Step 4: Update (Accept)
Section titled “Step 4: Update (Accept)”If the change is intentional (you redesigned a component), update the golden to accept the new appearance.
"accept the new button design""update the golden for CardPreview""the navigation bar change is intentional, update it"Under the hood: cp_diff mode=update
This replaces the specific golden with the current render output. It does not affect other goldens.
Storage Format
Section titled “Storage Format”Goldens are stored in .composeproof/goldens/ at your project root.
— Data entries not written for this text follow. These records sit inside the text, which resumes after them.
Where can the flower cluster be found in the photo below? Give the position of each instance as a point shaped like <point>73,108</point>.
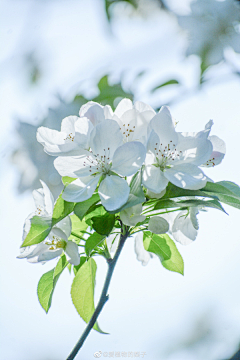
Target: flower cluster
<point>101,148</point>
<point>101,151</point>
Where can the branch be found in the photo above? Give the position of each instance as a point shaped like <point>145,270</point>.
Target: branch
<point>104,297</point>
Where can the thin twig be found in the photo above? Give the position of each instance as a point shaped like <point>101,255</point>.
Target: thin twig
<point>104,297</point>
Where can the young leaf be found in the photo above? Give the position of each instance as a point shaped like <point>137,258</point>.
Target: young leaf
<point>83,259</point>
<point>78,228</point>
<point>40,228</point>
<point>226,191</point>
<point>164,247</point>
<point>48,282</point>
<point>94,240</point>
<point>169,82</point>
<point>173,191</point>
<point>66,180</point>
<point>136,195</point>
<point>61,209</point>
<point>82,207</point>
<point>82,291</point>
<point>103,224</point>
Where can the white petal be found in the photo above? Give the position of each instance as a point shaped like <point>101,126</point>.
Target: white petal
<point>183,230</point>
<point>114,192</point>
<point>141,107</point>
<point>112,243</point>
<point>70,166</point>
<point>162,123</point>
<point>72,254</point>
<point>153,179</point>
<point>131,216</point>
<point>93,111</point>
<point>43,199</point>
<point>80,190</point>
<point>123,106</point>
<point>128,158</point>
<point>142,255</point>
<point>38,197</point>
<point>48,198</point>
<point>50,138</point>
<point>68,124</point>
<point>153,195</point>
<point>186,176</point>
<point>158,225</point>
<point>106,137</point>
<point>193,212</point>
<point>65,226</point>
<point>47,255</point>
<point>218,153</point>
<point>195,150</point>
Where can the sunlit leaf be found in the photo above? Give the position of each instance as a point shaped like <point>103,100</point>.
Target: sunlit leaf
<point>82,291</point>
<point>48,282</point>
<point>40,228</point>
<point>164,247</point>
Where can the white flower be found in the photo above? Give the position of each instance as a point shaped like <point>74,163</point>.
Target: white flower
<point>174,157</point>
<point>212,26</point>
<point>218,153</point>
<point>183,225</point>
<point>132,119</point>
<point>57,240</point>
<point>107,157</point>
<point>132,215</point>
<point>112,242</point>
<point>71,140</point>
<point>95,112</point>
<point>142,255</point>
<point>218,145</point>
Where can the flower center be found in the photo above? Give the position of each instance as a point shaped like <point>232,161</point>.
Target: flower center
<point>166,154</point>
<point>98,163</point>
<point>210,162</point>
<point>70,137</point>
<point>127,130</point>
<point>55,243</point>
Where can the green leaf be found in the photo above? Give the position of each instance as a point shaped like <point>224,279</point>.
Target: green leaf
<point>66,180</point>
<point>167,204</point>
<point>61,209</point>
<point>40,228</point>
<point>82,207</point>
<point>109,93</point>
<point>173,191</point>
<point>48,282</point>
<point>83,259</point>
<point>78,228</point>
<point>82,291</point>
<point>226,191</point>
<point>94,240</point>
<point>95,210</point>
<point>103,224</point>
<point>164,247</point>
<point>169,82</point>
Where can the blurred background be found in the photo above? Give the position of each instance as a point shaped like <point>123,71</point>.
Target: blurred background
<point>55,56</point>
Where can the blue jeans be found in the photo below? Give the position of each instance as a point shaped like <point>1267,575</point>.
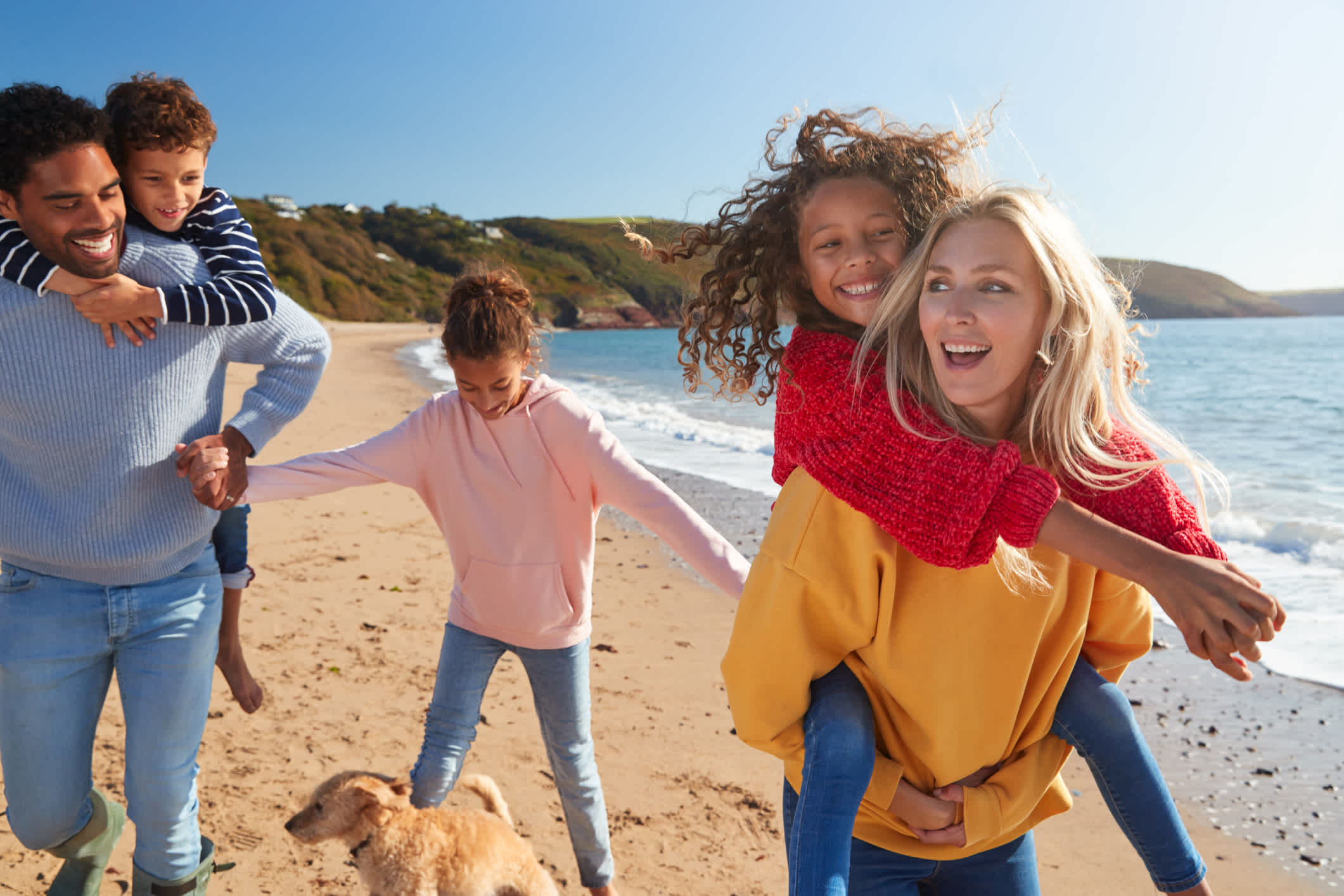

.composeproof/└── goldens/ ├── manifest.json ├── HomeScreenPreview.png ├── HomeScreenPreview_dark.png ├── ButtonPrimaryPreview.png ├── ButtonPrimaryPreview_dark.png └── ...manifest.json
Section titled “manifest.json”The manifest tracks metadata for every golden. It is what makes verify mode reliable — it records what conditions the golden was rendered under so verify can reproduce them.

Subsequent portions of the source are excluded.